CppLexicalScanner Repository

Contains Tokenizer and SemiExpression classes

Quick Status

Code functions correctly

no known defects

Demonstration code

yes

Documentation

yes

Test cases

no but planned

Static library

no but planned

Build requires

C++17 option

Planned design changes

None

Fig 1. Tokenizer Output

Fig 2. SemiExpression Output

1.0 Contents

CppLexicalScanner has two packages: Tokenizer and SemiExp. Tokenizer extracts words from a stream (file or string). Whitespace is always a token boundary, but there are a number of other events that cause ending token character collection:

Whitespace
text-punctuator boundary
comment boundary
quoted string boundary
quoted char boundary
encountering a character that is specified to be a one-character token
beginning and ending a pair of characters specified to be a two-character token

It optionally removes both C style and C++ style comments. Removal is the default.

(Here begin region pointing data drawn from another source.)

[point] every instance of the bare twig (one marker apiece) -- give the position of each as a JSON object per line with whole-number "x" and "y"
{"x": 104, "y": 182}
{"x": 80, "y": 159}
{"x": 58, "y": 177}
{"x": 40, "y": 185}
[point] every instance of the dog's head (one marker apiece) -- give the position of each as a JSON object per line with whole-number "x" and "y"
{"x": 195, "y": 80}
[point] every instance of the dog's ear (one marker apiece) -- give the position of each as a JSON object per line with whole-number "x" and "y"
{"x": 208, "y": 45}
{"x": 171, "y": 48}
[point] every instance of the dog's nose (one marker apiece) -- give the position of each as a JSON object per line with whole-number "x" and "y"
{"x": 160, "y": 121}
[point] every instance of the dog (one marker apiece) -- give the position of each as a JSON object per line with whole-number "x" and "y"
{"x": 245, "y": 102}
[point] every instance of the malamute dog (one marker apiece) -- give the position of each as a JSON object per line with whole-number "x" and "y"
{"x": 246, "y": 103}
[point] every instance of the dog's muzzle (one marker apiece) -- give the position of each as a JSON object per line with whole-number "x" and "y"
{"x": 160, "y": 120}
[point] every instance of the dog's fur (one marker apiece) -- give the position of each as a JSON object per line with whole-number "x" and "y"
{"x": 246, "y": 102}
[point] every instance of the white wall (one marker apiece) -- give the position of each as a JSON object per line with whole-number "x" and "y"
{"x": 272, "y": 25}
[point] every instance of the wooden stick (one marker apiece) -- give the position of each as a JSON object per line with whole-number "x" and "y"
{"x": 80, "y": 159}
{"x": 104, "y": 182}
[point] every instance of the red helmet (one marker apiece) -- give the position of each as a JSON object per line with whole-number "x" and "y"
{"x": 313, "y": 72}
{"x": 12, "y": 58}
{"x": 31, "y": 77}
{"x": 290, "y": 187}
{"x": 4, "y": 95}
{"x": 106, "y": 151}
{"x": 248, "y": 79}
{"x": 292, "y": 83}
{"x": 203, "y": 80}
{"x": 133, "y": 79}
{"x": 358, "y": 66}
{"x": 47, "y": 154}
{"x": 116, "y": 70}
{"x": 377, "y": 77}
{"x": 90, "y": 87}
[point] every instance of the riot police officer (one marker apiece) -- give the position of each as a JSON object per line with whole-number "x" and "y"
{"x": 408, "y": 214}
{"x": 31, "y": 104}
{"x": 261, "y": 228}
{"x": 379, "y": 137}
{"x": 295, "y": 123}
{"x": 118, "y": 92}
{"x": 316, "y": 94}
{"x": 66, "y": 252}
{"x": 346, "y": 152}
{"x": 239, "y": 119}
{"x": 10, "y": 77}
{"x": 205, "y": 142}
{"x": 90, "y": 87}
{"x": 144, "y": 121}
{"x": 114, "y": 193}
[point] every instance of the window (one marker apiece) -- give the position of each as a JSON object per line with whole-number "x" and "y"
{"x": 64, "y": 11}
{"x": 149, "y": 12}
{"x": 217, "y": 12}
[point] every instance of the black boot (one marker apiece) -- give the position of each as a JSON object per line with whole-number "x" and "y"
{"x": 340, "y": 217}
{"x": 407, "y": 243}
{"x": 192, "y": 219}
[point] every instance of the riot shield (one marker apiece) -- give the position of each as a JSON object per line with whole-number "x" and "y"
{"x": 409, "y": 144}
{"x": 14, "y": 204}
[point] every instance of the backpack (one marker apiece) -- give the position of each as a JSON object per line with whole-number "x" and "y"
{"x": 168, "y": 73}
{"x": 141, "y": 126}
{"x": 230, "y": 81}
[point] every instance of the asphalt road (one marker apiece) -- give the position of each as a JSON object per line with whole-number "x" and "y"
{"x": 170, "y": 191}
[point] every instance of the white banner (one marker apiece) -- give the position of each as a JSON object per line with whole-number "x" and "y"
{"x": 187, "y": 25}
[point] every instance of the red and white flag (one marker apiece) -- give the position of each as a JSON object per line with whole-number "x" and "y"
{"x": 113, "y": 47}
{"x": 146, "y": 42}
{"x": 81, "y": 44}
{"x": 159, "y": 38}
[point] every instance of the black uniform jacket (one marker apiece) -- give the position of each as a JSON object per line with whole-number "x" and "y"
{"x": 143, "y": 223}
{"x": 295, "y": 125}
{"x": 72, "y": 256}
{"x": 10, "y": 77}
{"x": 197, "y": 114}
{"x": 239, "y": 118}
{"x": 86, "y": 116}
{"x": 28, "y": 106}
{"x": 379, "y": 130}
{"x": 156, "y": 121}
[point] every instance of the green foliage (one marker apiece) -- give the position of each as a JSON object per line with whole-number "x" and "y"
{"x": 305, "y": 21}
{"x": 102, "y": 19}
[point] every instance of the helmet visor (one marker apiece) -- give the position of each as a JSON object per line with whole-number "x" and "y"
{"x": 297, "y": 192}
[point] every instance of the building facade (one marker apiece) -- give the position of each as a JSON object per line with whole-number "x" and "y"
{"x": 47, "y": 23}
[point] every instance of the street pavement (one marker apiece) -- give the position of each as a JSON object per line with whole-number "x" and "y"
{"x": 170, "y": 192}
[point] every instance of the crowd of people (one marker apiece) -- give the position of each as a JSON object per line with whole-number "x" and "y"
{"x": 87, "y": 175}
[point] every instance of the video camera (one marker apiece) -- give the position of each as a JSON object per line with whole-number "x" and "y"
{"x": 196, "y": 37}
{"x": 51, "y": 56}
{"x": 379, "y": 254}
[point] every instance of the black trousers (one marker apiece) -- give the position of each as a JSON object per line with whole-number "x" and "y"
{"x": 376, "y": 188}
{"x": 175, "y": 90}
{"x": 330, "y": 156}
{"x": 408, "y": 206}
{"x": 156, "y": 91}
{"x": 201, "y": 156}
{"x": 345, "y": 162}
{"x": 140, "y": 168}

Tokenizer is implemented using the "State Pattern".

SemiExp collects token sequences that are useful for detecting a single gramatical construct. It uses terminator tokens to end its token collection. Those are: "{", "}", ";", and "\n" when its collection starts with "#".

SemiExp token sequences help us detect the beginning and ending of program scopes, class and function definitions, and the occurrence of compiler directives.

2.0 Operations

You can see from Fig 1. the ouput of the tokenizer. Its purpose is to remove whitespace, and apply some intricate rules to decide where in punctuation sequences to break tokens. Fortunately these rules are essentially the same for C++, C#, and Java.

The output of SemiExp groups tokens according to the rules for terminating semi-expressions, cited above. You can see from the output that these token collections are just the right size for parsing programming language grammatical constructs.

3.0 Build

CppLexicalScanner was built with Visual Studio Community Edition - 2019, and tested on Windows 10.

4.0 Status

Tokenizer and SemiExp are both used in CppParser and CppCodeAnalyzer. I've used these facilities in my own code analysis work, and have, for several years, assigned projects to Computer Engineering classes that require their use. Also, several of my doctoral advisees used them as part of their research activities. These facilities have no known defects.